Let’s now compare the TIMs against each other, first by contact setting then in some other ways. In each of the contact setting groupings, first chart is performance over time, second chart is the average mount temperature at the end of the 10hr runs, third chart is the 10hr temperature from the best mount, and the fourth chart is a zoomed and simplified view of the amount of cure over the last 9.5hrs of the test.
First comparison is with Poor Contact block + mounting. This illustrates, roughly, the worst performance you can expect from a TIM (from a poorly designed mounting system, in use with some GPU blocks/sinks, VRM blocks/sinks, or from a seriously botched mount).
Second comparison is with Moderate Contact block + mounting. This illustrates, roughly, the typical performance you can expect from a TIM with a well designed mounting system.
Second comparison is with Great Contact block + mounting. This illustrates, roughly, the performance you can expect from a TIM with an extremely well designed mounting system with extremely high mounting pressure and a block with a compressible bow.

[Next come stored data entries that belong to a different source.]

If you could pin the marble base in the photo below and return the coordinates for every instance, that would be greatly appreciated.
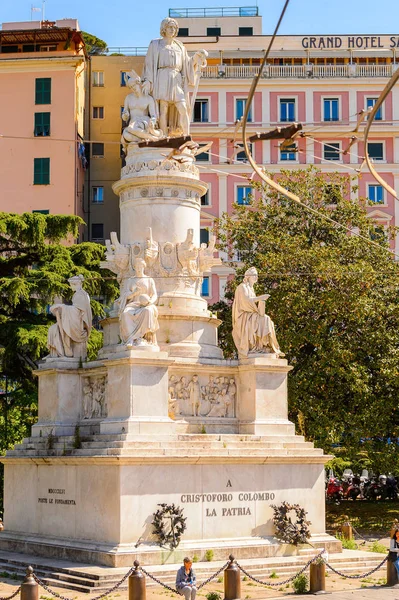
(147, 555)
(108, 500)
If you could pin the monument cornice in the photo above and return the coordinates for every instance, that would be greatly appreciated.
(164, 459)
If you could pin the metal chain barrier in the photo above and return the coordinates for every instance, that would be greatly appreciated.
(12, 595)
(213, 576)
(57, 595)
(201, 585)
(167, 587)
(278, 583)
(357, 576)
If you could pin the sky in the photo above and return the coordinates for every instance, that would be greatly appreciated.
(135, 23)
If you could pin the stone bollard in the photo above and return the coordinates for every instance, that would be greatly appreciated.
(317, 578)
(137, 589)
(232, 581)
(347, 531)
(29, 587)
(392, 574)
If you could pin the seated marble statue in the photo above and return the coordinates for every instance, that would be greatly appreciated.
(140, 111)
(253, 331)
(68, 336)
(138, 315)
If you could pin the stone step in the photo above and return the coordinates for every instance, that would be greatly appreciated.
(194, 445)
(88, 581)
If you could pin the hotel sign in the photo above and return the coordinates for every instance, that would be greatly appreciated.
(350, 42)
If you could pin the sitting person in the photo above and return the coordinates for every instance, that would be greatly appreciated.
(185, 580)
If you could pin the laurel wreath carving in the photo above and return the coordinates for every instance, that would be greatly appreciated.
(169, 525)
(287, 531)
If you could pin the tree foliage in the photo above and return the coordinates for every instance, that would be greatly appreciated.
(334, 300)
(35, 264)
(94, 45)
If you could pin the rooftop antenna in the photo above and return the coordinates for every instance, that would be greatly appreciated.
(32, 10)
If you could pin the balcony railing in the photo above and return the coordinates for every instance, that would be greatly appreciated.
(231, 11)
(126, 50)
(298, 71)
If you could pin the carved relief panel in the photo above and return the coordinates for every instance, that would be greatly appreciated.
(94, 404)
(210, 396)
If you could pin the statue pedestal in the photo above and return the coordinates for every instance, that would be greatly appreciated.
(106, 451)
(263, 406)
(138, 394)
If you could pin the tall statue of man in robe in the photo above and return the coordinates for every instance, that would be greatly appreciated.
(168, 72)
(253, 330)
(68, 336)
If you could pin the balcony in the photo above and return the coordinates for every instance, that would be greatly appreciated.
(298, 71)
(231, 11)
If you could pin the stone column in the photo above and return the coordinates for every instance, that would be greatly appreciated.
(160, 222)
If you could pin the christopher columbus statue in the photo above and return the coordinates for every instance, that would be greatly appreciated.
(168, 73)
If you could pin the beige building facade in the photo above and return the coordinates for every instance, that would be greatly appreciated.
(42, 84)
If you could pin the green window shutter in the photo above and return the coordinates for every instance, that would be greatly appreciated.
(41, 171)
(42, 124)
(43, 90)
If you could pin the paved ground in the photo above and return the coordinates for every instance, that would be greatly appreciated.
(369, 594)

This is a new chart, but it’s not new data. This is a chart of the temperatures used as the input values for the “Relative Performance Score” charts we’ve had on the conclusion pages. Says the same thing as that chart, but we think it might be easier to relate to–it’s in degrees, not unitless numbers–and represents how good a TIM is overall, without knowledge of how good contact will be.
“Overall Performance Impression” takes into account all three contact settings, “Typical CPU Mount” takes into account Moderate Contact, Great Contact, and Best Mount temperatures. ”Overall Performance Impression” is an average designed to describe the overall performance of a TIM where “Typical CPU Mount” is an average designed to describe expected performance with CPU blocks and heatsinks, where contact quality tends to be good.

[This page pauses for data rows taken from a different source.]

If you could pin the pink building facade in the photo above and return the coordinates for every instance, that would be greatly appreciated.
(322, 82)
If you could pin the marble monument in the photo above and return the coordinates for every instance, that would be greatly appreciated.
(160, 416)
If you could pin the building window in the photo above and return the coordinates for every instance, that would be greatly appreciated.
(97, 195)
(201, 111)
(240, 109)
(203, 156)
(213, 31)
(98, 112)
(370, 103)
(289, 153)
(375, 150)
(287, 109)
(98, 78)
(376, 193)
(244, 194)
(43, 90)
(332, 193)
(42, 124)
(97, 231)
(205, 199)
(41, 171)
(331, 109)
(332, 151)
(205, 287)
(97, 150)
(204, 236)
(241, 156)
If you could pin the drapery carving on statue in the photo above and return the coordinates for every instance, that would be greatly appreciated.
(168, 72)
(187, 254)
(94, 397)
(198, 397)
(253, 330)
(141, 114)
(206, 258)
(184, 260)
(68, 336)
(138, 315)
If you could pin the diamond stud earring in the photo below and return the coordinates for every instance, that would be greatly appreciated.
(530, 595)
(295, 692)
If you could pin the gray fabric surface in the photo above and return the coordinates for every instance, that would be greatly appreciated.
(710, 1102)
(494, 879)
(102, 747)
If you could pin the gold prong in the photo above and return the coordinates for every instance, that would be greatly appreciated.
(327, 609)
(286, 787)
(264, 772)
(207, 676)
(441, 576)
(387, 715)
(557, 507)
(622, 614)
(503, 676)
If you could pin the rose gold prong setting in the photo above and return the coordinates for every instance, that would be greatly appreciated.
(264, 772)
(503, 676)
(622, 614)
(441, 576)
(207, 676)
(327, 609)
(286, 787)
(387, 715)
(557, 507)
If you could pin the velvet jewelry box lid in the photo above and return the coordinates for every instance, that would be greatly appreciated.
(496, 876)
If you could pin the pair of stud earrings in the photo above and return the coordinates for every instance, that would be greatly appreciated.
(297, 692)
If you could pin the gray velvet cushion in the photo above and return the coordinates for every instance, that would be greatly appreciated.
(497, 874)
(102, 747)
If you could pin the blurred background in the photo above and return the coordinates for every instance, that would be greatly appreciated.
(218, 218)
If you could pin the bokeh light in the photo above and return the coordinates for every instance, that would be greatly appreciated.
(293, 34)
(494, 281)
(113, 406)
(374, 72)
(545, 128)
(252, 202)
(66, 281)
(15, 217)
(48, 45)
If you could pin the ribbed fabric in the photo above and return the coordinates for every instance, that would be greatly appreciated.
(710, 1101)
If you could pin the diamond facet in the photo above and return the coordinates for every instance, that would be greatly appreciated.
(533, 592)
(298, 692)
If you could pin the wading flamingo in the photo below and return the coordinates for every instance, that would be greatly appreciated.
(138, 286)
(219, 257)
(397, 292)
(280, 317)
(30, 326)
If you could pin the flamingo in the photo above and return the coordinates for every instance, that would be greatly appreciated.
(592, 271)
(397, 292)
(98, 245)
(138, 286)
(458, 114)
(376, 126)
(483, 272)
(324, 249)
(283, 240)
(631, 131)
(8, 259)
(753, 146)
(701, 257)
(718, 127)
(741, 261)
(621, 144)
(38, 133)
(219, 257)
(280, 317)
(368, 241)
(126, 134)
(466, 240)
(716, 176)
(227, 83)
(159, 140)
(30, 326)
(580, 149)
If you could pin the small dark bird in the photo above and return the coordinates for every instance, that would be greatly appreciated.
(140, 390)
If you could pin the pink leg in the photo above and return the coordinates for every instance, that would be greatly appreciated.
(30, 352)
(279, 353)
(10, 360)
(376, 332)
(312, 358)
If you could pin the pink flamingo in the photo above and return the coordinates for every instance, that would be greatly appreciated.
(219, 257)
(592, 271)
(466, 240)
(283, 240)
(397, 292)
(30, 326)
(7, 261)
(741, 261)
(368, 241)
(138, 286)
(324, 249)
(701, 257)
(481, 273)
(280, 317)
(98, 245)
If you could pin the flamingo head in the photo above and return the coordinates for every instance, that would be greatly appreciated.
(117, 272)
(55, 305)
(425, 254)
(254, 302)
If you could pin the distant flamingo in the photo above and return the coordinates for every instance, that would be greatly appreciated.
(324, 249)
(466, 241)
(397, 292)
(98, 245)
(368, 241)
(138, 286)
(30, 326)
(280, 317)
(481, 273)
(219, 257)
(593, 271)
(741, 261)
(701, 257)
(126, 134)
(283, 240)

Overall, TX-4 is very good, but is mostly bolstered by its great Poor Contact performance; Typical CPU Mount temperature is little more than .25c ahead of MX-2 and nearly 1.25c behind PK-1. TX-2 trails MX-2 in both metrics, being roughly .2c behind MX-2 overall and more than two-thirds of a degree behind with Typical CPU Mount.
Contact Dependence takes the best overall mount and the three averages of the three contact settings and finds the average deviation of the four results. Lower means there’s less difference in performance as contact varies. TX-4 is one of the least contact dependent pastes we’ve tested to date, being just slightly more dependent than Shin-Etsu X23-7762. It achieves this with a great Poor Contact performance and steady improvement as contact improves. TX-2 is more contact dependent than TX-4 but overall is still not very contact dependent–it’s the tiniest bit less dependent than PK-1, although the Contact vs. Temperature chart shows very different performance profiles.
Cure Factor looks at the “Curing Performance” charts and takes a weighted average of the absolute values of the lines from the Curing Performance charts–the sooner a TIM flattens to its final value, the lower the Cure Factor. The less change in performance over time, the lower the Cure Factor. It’s not a particularly precise metric, Indigo Xtreme should have a 0.00 Cure Factor, but it will show overall trends for which TIMs do have some sort of curing. Neither TX-2 nor TX-4 will have any observable cure to the naked eye. In fact, TX-2 takes the crown for least-curing paste to date, edging out TC Quantum. TX-4 has very little cure, as well.
The Best Mount charts take the best performance from any of the fifteen mounts and is indicative of the absolutely limit of performance for a TIM (i.e., when you do everything right); it’s another way of looking at how good a TIM is. TX-2 and TX-4 don’t do particularly well in this metric, coming up roughly a quarter and a tenth of a degree behind MX-2, respectively.